At Mataam Fez, meals are about more than the food. The restaurant exudes both the warm hospitality and the festive traditions of Morocco, creating a vibrant dining experience that brings a small piece of northern Africa to Denver.
Every meal is a five-course feast that begins with an opportunity for guests to wash their hands using lightly scented lemon water. After selecting an entree from the menu—which includes dishes such as honey-glazed cornish game hen with apricots and roasted almonds as well as vegetarian couscous with seasonal vegetables—tables receive orders of savory harira soup, assorted Moroccan salads, and a b’stella pastry appetizer before the main courses arrive. The palate-cleansing course of fresh fruit and mint tea then herald the end of the meal.
The spirit of Morocco isn’t constrained to the menu, however. It also heavily influences the restaurant’s decor and ambiance. Colorful cushions surround the low teak-inlaid tables, which allows diners to enjoy their meal in traditional Moroccan fashion: seated on the floor and eating with their hands instead of silverware or telekinetic powers. Although brightly colored tapestries and shining brassware adorn the walls, most eyes are drawn to the professional belly dancers who occasionally weave between the tables.
Sri Lankan culture incorporates distinctive southern Asian roots along with influences from the various European nations that have ruled it.
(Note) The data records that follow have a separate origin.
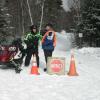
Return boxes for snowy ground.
[0,33,100,100]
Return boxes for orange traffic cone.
[30,55,39,75]
[68,50,78,76]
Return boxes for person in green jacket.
[24,25,42,67]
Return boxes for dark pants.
[43,50,53,64]
[25,49,39,67]
[20,49,26,61]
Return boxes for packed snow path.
[0,33,100,100]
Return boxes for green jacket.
[24,32,42,49]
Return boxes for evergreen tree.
[42,0,63,31]
[78,0,100,46]
[0,0,13,44]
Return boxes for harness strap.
[42,31,56,47]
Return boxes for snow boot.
[44,68,47,72]
[15,66,22,73]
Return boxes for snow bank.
[1,31,100,100]
[78,47,100,59]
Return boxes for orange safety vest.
[42,31,56,47]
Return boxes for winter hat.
[30,25,37,30]
[45,23,53,28]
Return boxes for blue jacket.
[42,31,56,51]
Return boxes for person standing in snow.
[24,25,42,67]
[42,24,56,71]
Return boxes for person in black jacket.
[24,25,42,67]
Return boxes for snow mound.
[78,47,100,59]
[55,32,74,51]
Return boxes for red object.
[30,65,39,75]
[51,60,63,73]
[68,54,78,76]
[30,55,39,75]
[0,46,17,63]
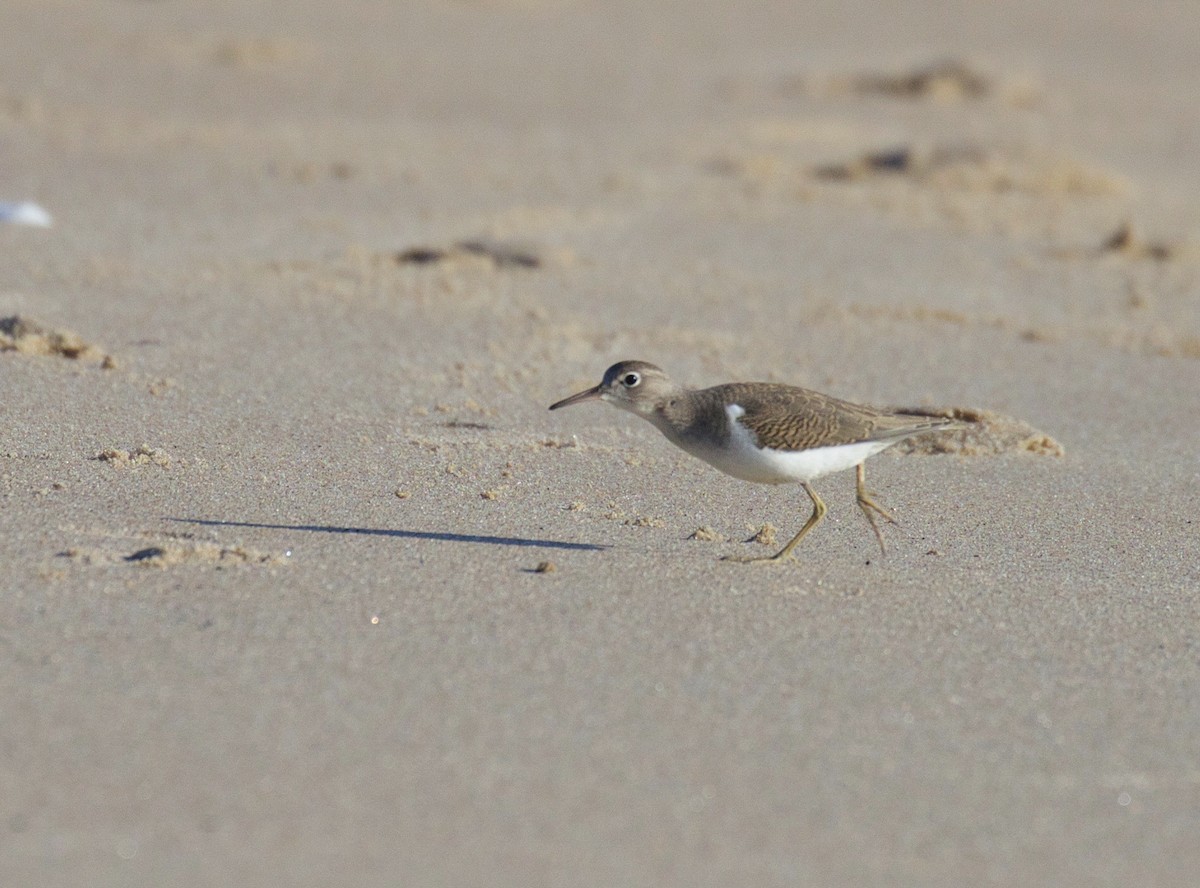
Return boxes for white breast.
[671,403,896,485]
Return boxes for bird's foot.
[721,552,798,565]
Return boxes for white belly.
[670,404,895,484]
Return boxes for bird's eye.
[621,372,641,387]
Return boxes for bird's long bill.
[548,384,603,410]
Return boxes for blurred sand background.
[2,1,1199,885]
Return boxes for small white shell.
[0,201,53,227]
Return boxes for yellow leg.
[855,462,897,555]
[723,482,826,564]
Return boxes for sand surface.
[2,1,1199,885]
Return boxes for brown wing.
[707,382,957,451]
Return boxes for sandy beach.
[3,1,1199,885]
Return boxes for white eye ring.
[621,372,641,387]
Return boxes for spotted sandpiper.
[549,360,965,563]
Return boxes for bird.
[548,360,964,563]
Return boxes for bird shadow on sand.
[169,518,610,552]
As a result, the cuisine typically features a m?lange of Indian, Portuguese, Dutch, Chinese, and Malaysian flavors. At Sri Lanka Curry Leaf Restaurant, Lana Hillstrom remains true to the flavors of her native Sri Lanka, filling the menu with her country's eclectic cuisine. Pork and sliced mango simmer in aromatic curry, distinguished from familiar Thai or Indian versions by a signature powder that uses 21 fragrant ingredients, according to the Colorado Springs Independent. The rest of the menu includes Sri Lankan interpretations of Asian standards such as chicken tikka, fried rice, and mulligatawny soup.
Channeling the same vivaciousness as the menu, the dining room bursts with color from its sunshine-yellow walls, draped with leafy foliage and imported Sri Lankan rainbows. Framed pictures and woodwork also adorn the walls and add to the room's homey ambiance.
The Salad Bowl understands that a person cannot wallpaper his or her stomach lining with artsy leaf rubbings without handy access to a multitude of media. Get creative as you customize a salad by selecting greens and toppings from The Salad Bowl's extensive list of more than 50 ingredients ($7–$9). After choosing a mix of lettuce, veggies, and protein, garnish the greens with an assortment of nuts, croutons, and dressing.
At Señor Camaron, chefs season fresh fish fillets and tender steaks with poblano peppers, tamarind, and cilantro. The menu's Mexican seafood tastes mirror the eatery's beachy decor—patrons sit in palm and leather seats under wall-mounted sharks, colorful flags, and lifeguards who enthusiastically blow their whistle every time someone cleans their plate.
On average, it takes one year to invent a sandwich that meets the standards of Jason's Deli—countless combinations of breads and filling won't ever leave the test kitchen. Those that do follow a strict set of rules: no artificial trans fat, no high-fructose corn syrup, and flavors that come from freshness rather than additives. The results can be bitten into at hundreds of locations across America. At each, difficult choices abound between reubens and spicy-ranchero chicken wraps, or between a turkey club and a New Orleans-inspired muffaletta, spread with a family-recipe olive mix. Even those who don't want a sandwich still have to make tough decisions when they approach the salad bar brimming with organic fixings.
Despite the difficulties of selection, Jason's Deli prioritizes convenience. Its stores have organized a list of gluten-sensitive selections as well as healthy kids' meals, which come with sides of organic carrots or apples as opposed to other restaurants' deep-fried lard balls. The company also advocates for emotional health as fervently as it does nutrition—its Leadership Institute hosts workshops for employees on topics ranging from conflict resolution to finances to ethics.
John Pinelli had lived across the country, but he always returned to one place: Philadelphia. Each year, no matter where he was, he would come back to that city like a boomerang. A very hungry boomerang. During his visits, he devoured cheese steaks, Italian hoagies, water ice, and Tastykakes snack pies. He just wished he could bring one of those restaurants back to his home in Denver. Instead, he opened South Philly Cheese Steaks in 2004.
Pinelli's decision to leave his corporate job perplexed his family, but he knew he was on to something. After all, he knew how to make italian hoagies and hot roast beef. He knew how to bake Philly-style pizza, and of course, he knew how to assemble an authentic Philadelphia cheese steak. It all proved successful, and South Philly Cheese Steaks now has several locations across Denver and its surrounding areas?with more likely to come.
At each restaurant, a simple dining room greets patrons with casual tables and a custom mural of Philadelphia's skyline. In the kitchen, cooks work with many ingredients sourced right from Philly. In addition to the classic cheese steak, they assemble special varieties, such as a pizza cheese steak with provolone and marinara.